La Marne fait appel, à grands frais d’ailleurs, à cause du nombre impressionnant des plaideurs de l’Aube. La Cour d’Appel de Paris confirme dans l’ensemble les jugements qui lui sont déférés.
Dans l’ensemble seulement, car cinq communes, lasses de plaider, renoncent à se présenter devant la Cour, et car, très curieusement, sept autres se voient entre toutes interdire à Paris l’appellation de "Champagne" qui leur avait été accordée à Bar-sur-Seine. Humeur de magistrat, paresse d’avocat, ou aumône aux Marnais vaincus ? On ne sait. L’injustice est patente, mais c’est comme ça. Et la Cour de Cassation, toutes hermines dehors, bénit par des arrêts des 26 et 27 mai 1925, ces décisions sans ordre qui élargissent la Champagne viticole à toutes les communes de l’arrondissement de Bar-sur-Aube, et à celles de Bertignolles, Celles-sur-Ource, Chernay, Courteron, Essoyes, Neuville, Channes, Beauvoir, Bagneux et Les Riceys dans l’arrondissement de Bar-sur-Seine.
Personne n’est content, mais tout le monde est à bout. La sagesse d’un parlementaire du terroir, émule d’Aristide Briand, va au devant de la lassitude générale : "Evoquons, entre viticulteurs, l’esprit de Locarno !" Et l’on trouve enfin à faire la paix autour d’un arbitrage parlementaire qui va devenir la loi du 22 juillet 1927. Le Syndicat du Commerce qui est un vieux briscard des prétoires, a compris que l’heure était venue de réconcilier les plaideurs de la délimitation judiciaire pour mobiliser les énergies de tous au service de la prospérité de tous. Et la perspective d’une vraie paix remet ces Messieurs en selle qui voient en elle l’occasion de pousser adroitement les pions du Champagne de qualité. La loi de 1927, qui entérine l’accord de tous est marquée de leur patte.
Tout d’abord, le texte nouveau répare une omission de la loi de 1919 qui avait négligé de consacrer l’exigence conquise en justice par les Maisons avant la guerre que le Champagne soit élaboré en Champagne même. Les vins du domaine que l’Allemagne avait tendance à aspirer et à "champagniser" chez elle, pour arroser sa défaite probablement, resteront au château. Mais surtout, la loi nouvelle impose l’unité d’encépagement à laquelle l’Aube consent, avec une période de transition, bien entendu. C’est la contrepartie de l’acceptation de bonne grâce par les Marnais de l’entrée au château des nouveaux que les tribunaux viennent l’installer. En 1934, les Maisons paraferont l’ouvrage en obtenant une loi interdisant complètement l’élaboration de mousseux dans les limites de la Champagne viticole.

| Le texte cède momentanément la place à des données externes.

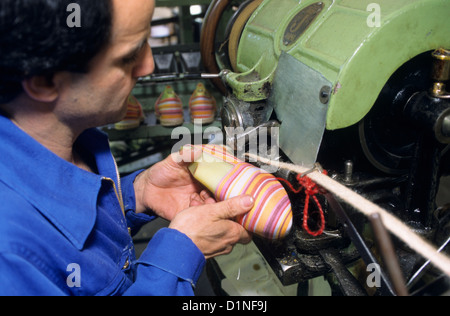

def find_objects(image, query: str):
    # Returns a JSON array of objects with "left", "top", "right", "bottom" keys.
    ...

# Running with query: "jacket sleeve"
[
  {"left": 0, "top": 253, "right": 68, "bottom": 296},
  {"left": 124, "top": 228, "right": 206, "bottom": 296},
  {"left": 121, "top": 170, "right": 157, "bottom": 236}
]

Et comme l’heure est à la réconciliation, on y invite les cinq malheureuses communes qui ont fait des économies d’avocat et même les sept perdantes, celles qui ont inexplicablement déplu à la Cour d’Appel de Paris. On sait avoir le geste, en Champagne ! Le Syndicat de Grandes Marques embrasse larges ailes tous les vignerons d’une Champagne réconciliés et heureux. Sauf l’obscurantisme de la prohibition qui règne sur la malheureuse terre de mission des Etats-Unis, le monde entier peut compter sur les grands Champagnes que la Champagne viticole va lui soigner !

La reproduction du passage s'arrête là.